The complicating thing is to some degree I ALWAYS have hip pain post long runs. Sometimes it’s excruciating and sometimes it’s not that bad. I chalk it up to normal running aches and pains. I *think* the hip pain has been worse lately. I *think* the hip pain is related to the groin pain. In fact, the more time I take off from running and am paying attention, the more convinced I am that whatever is going on with my leg is related to my hips. And…now that I’m not running (and so historically shouldn’t have hip pain) I’m noticing that it doesn’t take much to piss off my hips. I was dragging chain link dog runs around yesterday (probably not approved activity with possible stress fracture) and my hips hurt just from that strain of wrestling and pushing and pulling the unwieldy things in my favorite game of house tetris. Definitely not normal for historical me.
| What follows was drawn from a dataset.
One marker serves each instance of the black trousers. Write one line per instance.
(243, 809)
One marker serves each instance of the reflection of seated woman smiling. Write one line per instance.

*IF* this is a stress fracture, I think I’ve done some things that set me up for this in the last 2 years. Call it a perfect storm of events. I started running really soon post-partum. Which probably would have been OK if I hadn’t gotten bucked off my horse a couple months later and landed on my feet (yeah!) with most of the weight going on one side, the side that now currently hurts the most. Oh and then ran a 100 miler. And then continued to run this year *just* often enough to keep something like a stress fracture from healing. Discontinued my Calcium/Vitamin D supplement since I got my Vitamin D tested and I was sufficient, combined with coincidentally decreasing my dairy consumption because it’s causing some GI issues. Oops.
I’m cautiously optimistic that I haven’t gone crazy yet. It’s amazing how having a time-sensitive major goal can provide the right motivation to NOT FUCK THIS UP. Western States is the prize. Three weeks off right now if it isn’t a stress fracture, or 6 weeks if it is won’t even be a blip on the radar if I play this smart. And if I get antsy and starting pushing it? It could cost me Western States.
Patience is the key in endurance sports. Patience to wait 3 weeks so that it doesn’t cost me 3 months later on. Patience to go slow in the early miles so that you can run strong at 80 miles. Sometimes sitting in a coffee shop on a beautiful Sunday morning is the key to running 100 miles.